Jaguar Land Rover (JLR) in collaboration with the University of Cambridge has developed a new contactless touchscreen technology. The patented technology, known as %u201BPredictive Touch’, uses artificial intelligence and sensors to predict a user’s intended target on the touchscreen - whether that’s satellite navigation, temperature controls or entertainment settings - without touching a button. The company claims that the ‘predictive touch’ technology will help keep the driver’s eyes on the road and reduce the spread of bacteria and viruses in the post COVID-19 world.

It is believed that lab-tests and on-road trials have shown that predictive touch technology could reduce a driver’s touchscreen interaction effort and time by up to 50 per cent, as well as limit the spread of bacteria and viruses. Uneven or poor road surfaces can often cause vibrations that make it difficult to select the correct button on a touchscreen. This means drivers must take their attention away from the road, increasing the risk of an accident.

The technology uses artificial intelligence to determine the item the user intends to select on the screen early in the pointing task, speeding up the interaction. A gesture tracker uses vision-based or radio frequency-based sensors, which are increasingly common in consumer electronics, to combine contextual information such as user profile, interface design and environmental conditions with data available from other sensors, such as an eye-gaze tracker, to infer the user’s intent in real time. This software-based solution for contactless interactions has reached high technology readiness levels and can be seamlessly integrated into existing touchscreens and interactive displays, so long as the correct sensory data is available to support the machine learning algorithm.

Speaking on the occasion, Lee Skrypchuk, Human Machine Interface Technical Specialist, at Jaguar Land Rover, said, “As countries around the world exit lockdown, we notice how many everyday consumer transactions are conducted using touchscreens: railway or cinema tickets, ATMs, airport check-ins and supermarket self-service checkouts, as well as many industrial and manufacturing applications. Predictive touch technology eliminates the need to touch an interactive display and could, therefore, reduce the risk of spreading bacteria or viruses on surfaces.”

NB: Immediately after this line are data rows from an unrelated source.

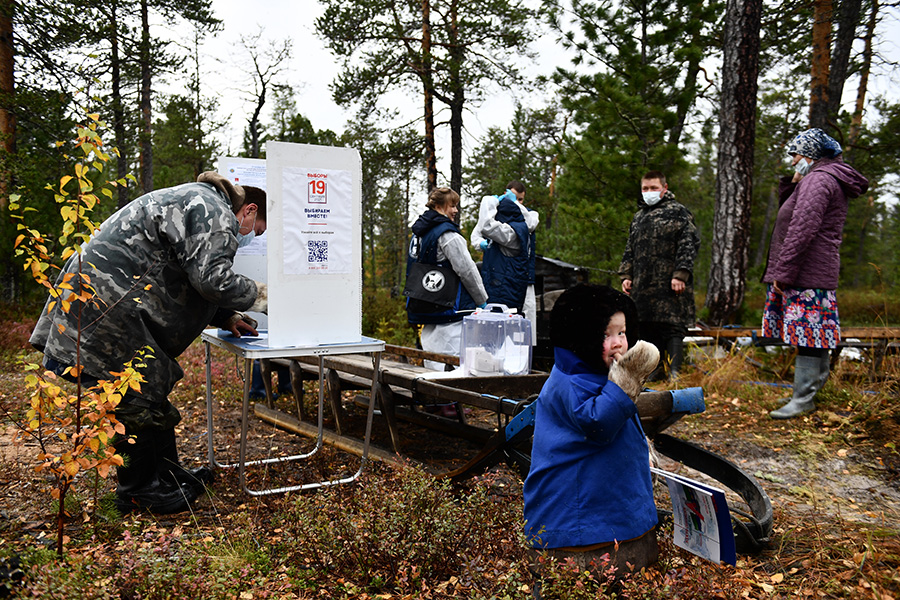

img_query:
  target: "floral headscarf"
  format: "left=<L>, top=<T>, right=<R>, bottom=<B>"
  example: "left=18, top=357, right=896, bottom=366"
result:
left=788, top=128, right=843, bottom=160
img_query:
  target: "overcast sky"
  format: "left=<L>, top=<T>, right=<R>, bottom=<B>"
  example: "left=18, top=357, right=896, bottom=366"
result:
left=191, top=0, right=567, bottom=166
left=176, top=0, right=900, bottom=190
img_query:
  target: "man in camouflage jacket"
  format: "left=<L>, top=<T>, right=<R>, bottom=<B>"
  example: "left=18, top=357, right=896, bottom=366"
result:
left=30, top=172, right=267, bottom=513
left=619, top=171, right=700, bottom=377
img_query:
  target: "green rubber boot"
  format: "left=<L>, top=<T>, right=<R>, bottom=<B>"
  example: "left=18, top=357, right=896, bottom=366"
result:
left=769, top=350, right=829, bottom=419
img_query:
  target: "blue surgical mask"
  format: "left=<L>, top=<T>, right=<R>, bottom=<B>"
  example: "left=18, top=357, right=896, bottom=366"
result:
left=641, top=191, right=662, bottom=206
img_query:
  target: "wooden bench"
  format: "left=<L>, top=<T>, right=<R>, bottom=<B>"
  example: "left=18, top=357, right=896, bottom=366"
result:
left=688, top=327, right=900, bottom=377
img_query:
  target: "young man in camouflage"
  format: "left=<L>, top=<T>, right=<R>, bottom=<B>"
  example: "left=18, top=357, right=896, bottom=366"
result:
left=30, top=172, right=267, bottom=513
left=619, top=171, right=700, bottom=379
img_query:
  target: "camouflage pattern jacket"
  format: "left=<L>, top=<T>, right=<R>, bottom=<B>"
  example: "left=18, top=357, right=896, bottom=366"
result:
left=30, top=183, right=257, bottom=403
left=619, top=191, right=700, bottom=326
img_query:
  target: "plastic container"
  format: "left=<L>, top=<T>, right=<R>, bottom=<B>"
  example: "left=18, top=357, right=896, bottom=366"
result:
left=459, top=304, right=531, bottom=377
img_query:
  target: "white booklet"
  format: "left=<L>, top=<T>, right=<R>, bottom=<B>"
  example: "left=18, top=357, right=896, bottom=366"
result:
left=650, top=468, right=737, bottom=565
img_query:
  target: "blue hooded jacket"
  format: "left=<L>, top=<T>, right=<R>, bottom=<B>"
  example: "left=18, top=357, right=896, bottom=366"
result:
left=481, top=198, right=535, bottom=312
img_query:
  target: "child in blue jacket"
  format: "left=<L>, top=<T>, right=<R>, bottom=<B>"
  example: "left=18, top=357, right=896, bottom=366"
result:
left=525, top=285, right=659, bottom=574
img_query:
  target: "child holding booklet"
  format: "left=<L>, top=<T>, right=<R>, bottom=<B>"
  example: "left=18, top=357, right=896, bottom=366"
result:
left=525, top=285, right=659, bottom=584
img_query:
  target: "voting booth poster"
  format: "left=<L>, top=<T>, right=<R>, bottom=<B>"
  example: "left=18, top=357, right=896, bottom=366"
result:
left=218, top=142, right=362, bottom=347
left=266, top=142, right=362, bottom=346
left=281, top=167, right=353, bottom=275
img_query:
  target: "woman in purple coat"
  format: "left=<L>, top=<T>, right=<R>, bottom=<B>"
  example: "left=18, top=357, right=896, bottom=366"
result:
left=762, top=129, right=869, bottom=419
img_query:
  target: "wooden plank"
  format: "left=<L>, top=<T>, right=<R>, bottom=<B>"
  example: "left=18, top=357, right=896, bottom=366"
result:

Professor Simon Godsill from Cambridge University’s Department of Engineering has led the project. He said, “Touchscreens and other interactive displays are something most people use multiple times per day, but they can be difficult to use while in motion, whether that’s driving a car or changing the music on your phone while you’re running. We also know that certain pathogens can be transmitted via surfaces, so this technology could help reduce the risk for that type of transmission.”